In the stroke of Monet’s agitated brush, the dark palette of Realism (and the Barbizon School) gave way to the brighter highlights of painting directly from nature.

Monet quickly introduced friends such as Renoir, Sisley and Bazille to the core idea of the discipline: record only what is visible at given distances under specific lighting conditions. In December 1873, outdoor painting sessions and heated café discussions among young artists of the day culminated in the Societe Anonyme des Artistes

The group’s first show, April 15, 1874, included an image by Monet of dawn over a foggy harbor entitled “Impression: Sunrise.” A critic wrote a satirical review, sniffing at the Monet,  and in one stroke of a venomous pen, he popularized the term “Impressionism,” now synonymous with plein air painting.

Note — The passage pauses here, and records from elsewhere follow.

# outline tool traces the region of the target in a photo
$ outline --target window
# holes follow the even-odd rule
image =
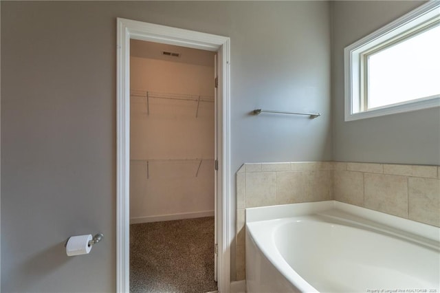
[[[345,120],[440,106],[440,3],[346,47]]]

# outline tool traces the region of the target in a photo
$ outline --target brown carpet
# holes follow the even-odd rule
[[[130,225],[131,292],[217,290],[213,217]]]

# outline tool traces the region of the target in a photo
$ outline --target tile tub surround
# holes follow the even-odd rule
[[[236,280],[245,208],[335,199],[440,226],[440,166],[342,162],[244,164],[236,174]]]

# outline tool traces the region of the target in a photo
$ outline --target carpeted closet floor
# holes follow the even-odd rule
[[[130,225],[131,292],[217,290],[213,217]]]

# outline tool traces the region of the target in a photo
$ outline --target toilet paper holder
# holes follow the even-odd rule
[[[89,246],[92,246],[94,244],[96,244],[98,242],[102,240],[102,238],[104,238],[104,234],[102,233],[96,234],[95,236],[94,236],[92,239],[89,241]]]
[[[94,236],[94,237],[91,239],[91,240],[90,240],[89,241],[89,246],[93,246],[94,244],[96,244],[98,242],[99,242],[101,240],[102,240],[102,238],[104,238],[104,234],[102,234],[102,233],[98,233],[98,234],[95,235],[95,236]],[[67,239],[67,241],[64,243],[64,247],[67,247],[67,242],[69,242],[69,239],[70,239],[70,237],[69,237]]]

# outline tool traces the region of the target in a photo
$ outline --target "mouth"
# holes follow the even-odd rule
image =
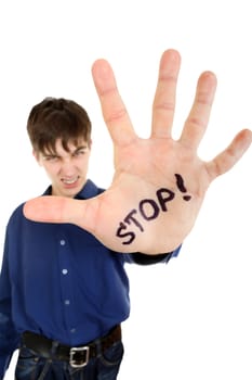
[[[79,180],[79,176],[77,177],[71,177],[71,178],[62,178],[62,182],[66,186],[66,187],[72,187],[76,186],[78,180]]]

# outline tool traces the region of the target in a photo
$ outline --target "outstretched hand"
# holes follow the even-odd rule
[[[103,194],[87,201],[61,197],[30,200],[24,206],[25,216],[75,224],[118,252],[155,254],[176,249],[191,230],[211,181],[230,169],[252,141],[252,132],[244,129],[212,161],[198,157],[216,88],[211,72],[198,79],[181,138],[171,138],[180,64],[176,51],[164,51],[150,138],[142,139],[134,131],[110,65],[96,61],[93,79],[115,147],[112,182]]]

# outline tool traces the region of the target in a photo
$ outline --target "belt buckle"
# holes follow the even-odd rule
[[[81,368],[87,366],[90,358],[90,347],[88,345],[82,347],[71,347],[69,354],[69,364],[74,368]]]

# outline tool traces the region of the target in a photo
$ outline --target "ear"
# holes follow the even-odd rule
[[[34,155],[35,160],[37,161],[37,163],[41,166],[39,152],[37,152],[36,150],[32,150],[32,155]]]

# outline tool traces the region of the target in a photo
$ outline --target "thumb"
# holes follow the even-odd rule
[[[93,230],[95,200],[76,200],[64,197],[39,197],[25,203],[27,219],[41,223],[70,223],[88,231]]]

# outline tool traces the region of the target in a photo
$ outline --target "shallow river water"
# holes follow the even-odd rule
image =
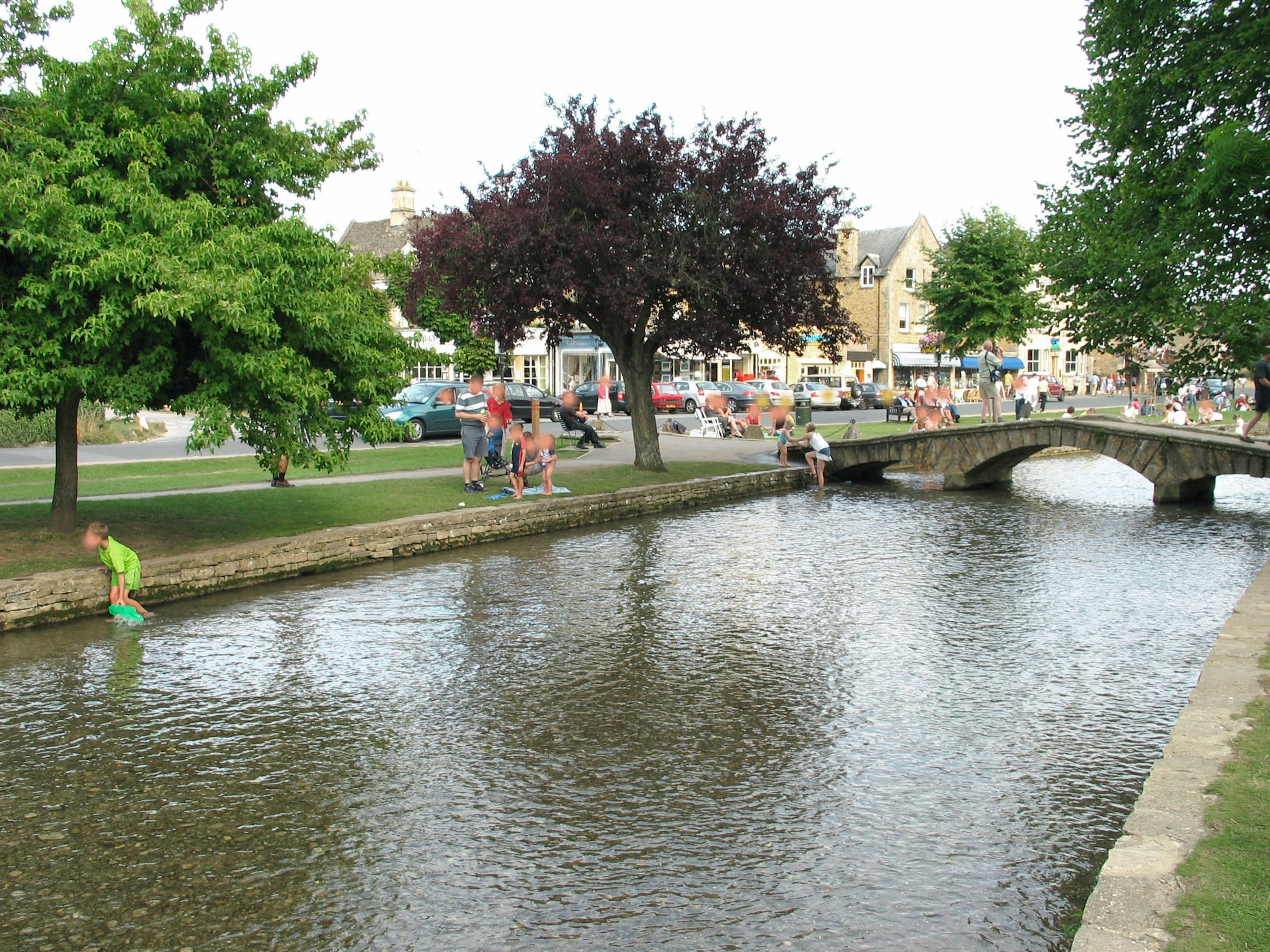
[[[1053,458],[0,637],[0,948],[1066,948],[1267,501]]]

The first important Impressionist work to be shown in America was Manet’s “Execution of the Emperor Maximilian,” banned by Paris censors and politically inflammatory. According to art critic Robert Hughes, in 1879 the image was brought to New York and Boston by an opportunistic singer named Madame Ambre who put on a show to generate publicity for her recitals.

In 1886, a popular French art dealer mounted the first professional show of Impressionist images at the American Art Association’s galleries. Thus began America’s love affair with fine European works of art. In a heartbeat, American artists began to adopt plein air techniques.

Much late 19th- and early 20th-century painting stems from reactions to Impressionism’s basic tenets.